Commodore Wilson erwartete sie am Raumhafen, wie er es auch schon bei Drakes früherer Ankunft getan hatte. Das war allerdings die einzige Ähnlichkeit zwischen den beiden Besuchen. Diesmal stand Valeria hoch am dunkelblauen Himmel Altas. Im Gegensatz zu dem nahezu verlassenen Abfertigungsgebäude, das Drake damals angetroffen hatte, drängten sich jetzt Hunderte von Neugierigen hinter den Absperrungen. Die meisten waren Medienvertreter und Fotografen, die unter den wachsamen Augen der Raumhafenpolizei um die besten Plätze rangelten. Draußen vor dem Abfertigungsgebäude, sichtbar durch die Glaswände der Eingangshalle, warteten mehrere tausend gewöhnliche Bürger geduldig hinter Polizeiabsperrungen oder drängten sich am äußeren Einfassungszaun.

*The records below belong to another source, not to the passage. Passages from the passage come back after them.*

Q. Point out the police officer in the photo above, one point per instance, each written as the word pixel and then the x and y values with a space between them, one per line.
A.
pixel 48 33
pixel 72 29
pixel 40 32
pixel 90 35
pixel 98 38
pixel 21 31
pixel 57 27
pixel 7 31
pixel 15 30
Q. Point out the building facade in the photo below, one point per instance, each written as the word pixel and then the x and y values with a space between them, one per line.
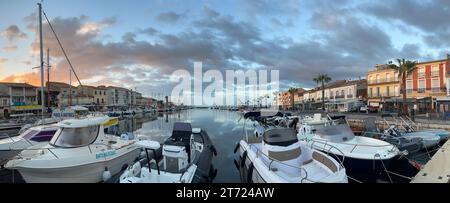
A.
pixel 382 84
pixel 18 98
pixel 427 84
pixel 298 98
pixel 346 96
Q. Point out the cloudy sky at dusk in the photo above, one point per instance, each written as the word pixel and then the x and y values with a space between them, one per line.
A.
pixel 140 43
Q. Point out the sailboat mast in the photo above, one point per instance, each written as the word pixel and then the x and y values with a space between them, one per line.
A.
pixel 48 77
pixel 41 59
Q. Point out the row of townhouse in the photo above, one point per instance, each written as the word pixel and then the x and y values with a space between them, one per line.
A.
pixel 25 98
pixel 427 87
pixel 427 90
pixel 343 95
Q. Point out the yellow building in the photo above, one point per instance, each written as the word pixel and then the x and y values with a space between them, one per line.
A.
pixel 382 83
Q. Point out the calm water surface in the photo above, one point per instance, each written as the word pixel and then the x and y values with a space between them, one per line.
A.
pixel 224 128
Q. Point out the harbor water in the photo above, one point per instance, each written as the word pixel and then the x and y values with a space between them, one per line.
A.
pixel 224 127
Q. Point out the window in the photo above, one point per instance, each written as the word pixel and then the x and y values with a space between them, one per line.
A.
pixel 409 77
pixel 434 71
pixel 75 137
pixel 421 72
pixel 409 85
pixel 421 86
pixel 435 87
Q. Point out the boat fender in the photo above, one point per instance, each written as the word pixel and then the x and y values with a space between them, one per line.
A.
pixel 237 147
pixel 250 173
pixel 124 136
pixel 236 164
pixel 214 150
pixel 244 157
pixel 106 175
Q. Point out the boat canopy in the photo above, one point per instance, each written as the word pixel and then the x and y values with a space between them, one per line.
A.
pixel 280 136
pixel 148 144
pixel 85 122
pixel 335 133
pixel 78 108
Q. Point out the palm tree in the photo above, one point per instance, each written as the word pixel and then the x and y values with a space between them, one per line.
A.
pixel 404 69
pixel 292 92
pixel 322 80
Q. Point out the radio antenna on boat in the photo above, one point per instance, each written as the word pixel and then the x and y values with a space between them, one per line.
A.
pixel 41 60
pixel 60 45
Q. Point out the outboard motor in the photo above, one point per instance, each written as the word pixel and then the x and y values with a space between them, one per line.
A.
pixel 177 148
pixel 281 144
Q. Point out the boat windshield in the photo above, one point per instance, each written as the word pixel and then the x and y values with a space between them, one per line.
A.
pixel 75 137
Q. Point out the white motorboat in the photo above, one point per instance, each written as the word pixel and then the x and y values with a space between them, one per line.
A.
pixel 186 158
pixel 428 139
pixel 11 146
pixel 79 151
pixel 362 154
pixel 278 157
pixel 40 122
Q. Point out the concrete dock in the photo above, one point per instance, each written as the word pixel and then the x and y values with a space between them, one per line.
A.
pixel 437 170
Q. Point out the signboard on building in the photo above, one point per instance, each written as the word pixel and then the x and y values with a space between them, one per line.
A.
pixel 24 108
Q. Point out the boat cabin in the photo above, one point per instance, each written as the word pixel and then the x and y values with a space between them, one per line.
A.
pixel 74 133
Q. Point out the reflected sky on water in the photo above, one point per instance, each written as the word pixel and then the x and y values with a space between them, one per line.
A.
pixel 224 128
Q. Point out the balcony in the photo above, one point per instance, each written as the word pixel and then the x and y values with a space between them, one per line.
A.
pixel 380 95
pixel 424 90
pixel 382 80
pixel 434 73
pixel 438 90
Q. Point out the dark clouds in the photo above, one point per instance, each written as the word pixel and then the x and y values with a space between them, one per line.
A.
pixel 431 17
pixel 340 43
pixel 13 32
pixel 168 17
pixel 10 48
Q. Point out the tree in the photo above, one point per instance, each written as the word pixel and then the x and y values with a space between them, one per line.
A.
pixel 404 69
pixel 292 92
pixel 322 80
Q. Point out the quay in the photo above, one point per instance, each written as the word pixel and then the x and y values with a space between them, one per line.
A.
pixel 437 170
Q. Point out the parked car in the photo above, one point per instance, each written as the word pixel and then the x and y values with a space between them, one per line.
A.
pixel 363 108
pixel 373 109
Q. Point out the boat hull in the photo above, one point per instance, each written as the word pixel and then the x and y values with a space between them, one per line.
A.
pixel 6 155
pixel 84 173
pixel 365 170
pixel 254 172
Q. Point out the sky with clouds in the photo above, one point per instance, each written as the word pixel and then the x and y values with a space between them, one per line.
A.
pixel 138 44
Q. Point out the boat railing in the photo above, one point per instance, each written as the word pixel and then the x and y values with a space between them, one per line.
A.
pixel 259 154
pixel 331 147
pixel 394 148
pixel 50 150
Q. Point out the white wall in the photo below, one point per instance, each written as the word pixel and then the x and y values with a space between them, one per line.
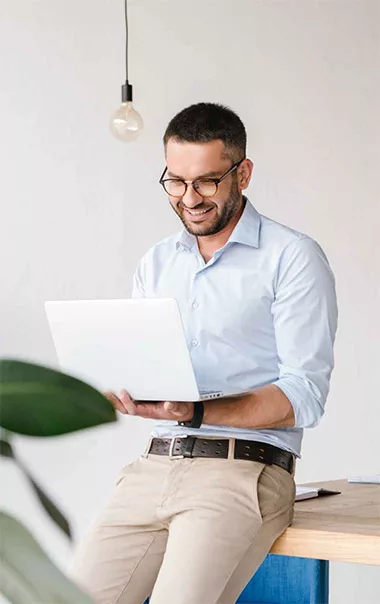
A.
pixel 78 208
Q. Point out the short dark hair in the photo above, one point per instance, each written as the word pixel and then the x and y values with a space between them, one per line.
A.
pixel 206 122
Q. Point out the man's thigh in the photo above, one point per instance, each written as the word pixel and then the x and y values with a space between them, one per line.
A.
pixel 275 521
pixel 221 520
pixel 119 559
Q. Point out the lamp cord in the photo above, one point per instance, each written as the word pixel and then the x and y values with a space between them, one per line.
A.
pixel 126 41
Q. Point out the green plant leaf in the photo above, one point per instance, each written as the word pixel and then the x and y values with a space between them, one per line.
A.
pixel 27 576
pixel 48 505
pixel 39 401
pixel 6 449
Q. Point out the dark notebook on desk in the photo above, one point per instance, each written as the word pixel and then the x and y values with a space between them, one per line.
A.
pixel 311 492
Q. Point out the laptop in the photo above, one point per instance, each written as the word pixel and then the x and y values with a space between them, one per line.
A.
pixel 136 345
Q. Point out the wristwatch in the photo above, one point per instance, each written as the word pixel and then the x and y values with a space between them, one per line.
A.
pixel 197 419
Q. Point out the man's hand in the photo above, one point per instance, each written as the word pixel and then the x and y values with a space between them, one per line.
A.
pixel 179 412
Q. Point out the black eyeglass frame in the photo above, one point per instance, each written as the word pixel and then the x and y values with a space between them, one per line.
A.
pixel 216 181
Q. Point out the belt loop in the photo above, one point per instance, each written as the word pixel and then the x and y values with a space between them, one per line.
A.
pixel 231 449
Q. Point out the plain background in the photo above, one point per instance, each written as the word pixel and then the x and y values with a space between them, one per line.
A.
pixel 78 208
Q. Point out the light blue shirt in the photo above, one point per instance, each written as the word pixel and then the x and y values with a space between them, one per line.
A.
pixel 261 311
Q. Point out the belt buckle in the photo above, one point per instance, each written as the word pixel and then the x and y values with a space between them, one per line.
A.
pixel 172 445
pixel 147 449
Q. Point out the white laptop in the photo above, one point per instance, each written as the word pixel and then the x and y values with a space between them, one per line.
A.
pixel 136 345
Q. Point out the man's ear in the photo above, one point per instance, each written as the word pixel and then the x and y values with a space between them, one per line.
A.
pixel 245 174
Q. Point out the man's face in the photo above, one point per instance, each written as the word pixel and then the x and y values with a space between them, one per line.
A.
pixel 203 216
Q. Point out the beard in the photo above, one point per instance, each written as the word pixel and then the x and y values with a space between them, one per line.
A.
pixel 221 214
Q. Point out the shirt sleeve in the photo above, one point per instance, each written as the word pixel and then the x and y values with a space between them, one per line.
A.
pixel 305 321
pixel 138 289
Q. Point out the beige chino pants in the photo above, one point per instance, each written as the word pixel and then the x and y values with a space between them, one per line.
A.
pixel 185 531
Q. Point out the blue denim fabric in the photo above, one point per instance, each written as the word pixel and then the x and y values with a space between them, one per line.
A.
pixel 288 580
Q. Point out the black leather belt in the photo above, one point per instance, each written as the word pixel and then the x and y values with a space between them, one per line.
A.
pixel 192 446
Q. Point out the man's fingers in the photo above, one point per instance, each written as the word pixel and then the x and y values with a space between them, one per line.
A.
pixel 116 402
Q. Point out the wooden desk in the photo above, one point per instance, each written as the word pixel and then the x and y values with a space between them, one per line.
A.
pixel 342 527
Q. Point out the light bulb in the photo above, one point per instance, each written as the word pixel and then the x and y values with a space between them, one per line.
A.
pixel 126 123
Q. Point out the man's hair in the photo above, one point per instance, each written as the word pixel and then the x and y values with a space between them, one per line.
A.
pixel 206 122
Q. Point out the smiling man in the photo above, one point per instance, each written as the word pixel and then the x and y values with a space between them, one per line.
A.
pixel 192 519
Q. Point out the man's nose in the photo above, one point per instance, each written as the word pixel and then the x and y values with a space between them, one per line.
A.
pixel 191 197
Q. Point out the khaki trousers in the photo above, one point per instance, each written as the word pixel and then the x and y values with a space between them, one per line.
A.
pixel 185 531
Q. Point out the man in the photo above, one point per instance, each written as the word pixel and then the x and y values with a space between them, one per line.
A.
pixel 192 519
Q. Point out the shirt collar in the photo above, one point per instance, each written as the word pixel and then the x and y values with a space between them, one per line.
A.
pixel 247 230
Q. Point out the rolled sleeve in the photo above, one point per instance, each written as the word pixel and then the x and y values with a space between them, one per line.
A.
pixel 305 322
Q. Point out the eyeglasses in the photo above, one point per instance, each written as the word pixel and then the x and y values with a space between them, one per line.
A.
pixel 205 187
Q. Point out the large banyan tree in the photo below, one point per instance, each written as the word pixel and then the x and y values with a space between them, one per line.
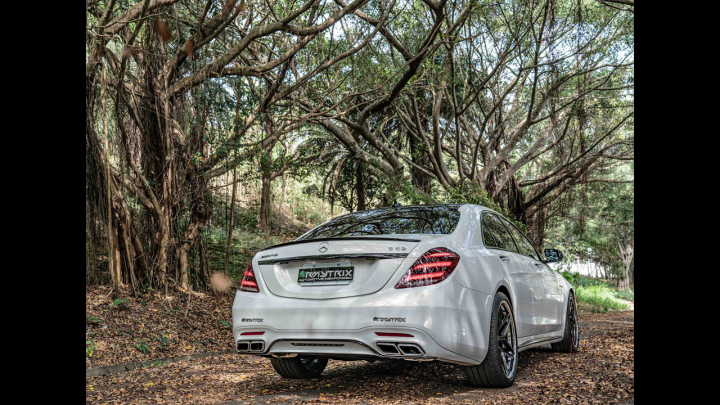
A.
pixel 514 101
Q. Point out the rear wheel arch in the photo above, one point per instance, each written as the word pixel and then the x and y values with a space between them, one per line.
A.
pixel 505 290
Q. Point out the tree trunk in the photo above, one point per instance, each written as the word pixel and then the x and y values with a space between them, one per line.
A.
pixel 360 187
pixel 230 225
pixel 264 218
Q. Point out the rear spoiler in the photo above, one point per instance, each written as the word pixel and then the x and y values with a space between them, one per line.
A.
pixel 295 242
pixel 367 256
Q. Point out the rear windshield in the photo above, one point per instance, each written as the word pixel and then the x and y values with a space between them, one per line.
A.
pixel 440 219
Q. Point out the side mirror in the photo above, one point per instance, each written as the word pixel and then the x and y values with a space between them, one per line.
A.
pixel 552 255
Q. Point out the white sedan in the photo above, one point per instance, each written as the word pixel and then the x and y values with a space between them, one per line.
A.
pixel 453 283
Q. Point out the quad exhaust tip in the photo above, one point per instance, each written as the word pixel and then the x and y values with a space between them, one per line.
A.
pixel 400 349
pixel 246 346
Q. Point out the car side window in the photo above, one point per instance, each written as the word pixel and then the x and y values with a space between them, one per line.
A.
pixel 501 235
pixel 522 242
pixel 488 239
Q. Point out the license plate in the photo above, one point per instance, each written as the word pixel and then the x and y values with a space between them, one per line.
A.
pixel 340 273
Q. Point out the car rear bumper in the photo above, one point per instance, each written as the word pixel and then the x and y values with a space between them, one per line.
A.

Drake hatte kurz nach dem Rendezvous seines Kreuzers mit der Conqueror eine Nachricht vom Admiral erhalten. Darin war ihm mitgeteilt worden, dass die Regierung sich dem Druck des Parlaments gebeugt hatte und im Begriff war, ein paar Einzelheiten über das fremde Raumschiff bekannt zu geben. Drake war zu der Zeit mit anderen Dingen beschäftigt gewesen und hatte nicht viel darüber nachgedacht. Der Anblick der Menge ließ ihn jetzt verspätet erkennen, welche Wirkung die Nachricht auf die Bevölkerung gehabt haben musste.

»Sie hätten uns warnen sollen!«, rief Drake, als er Commodore Wilson die Hand schüttelte. Die Lautstärke war notwendig, um sich vor dem Stimmengewirr der Reporter Gehör zu verschaffen.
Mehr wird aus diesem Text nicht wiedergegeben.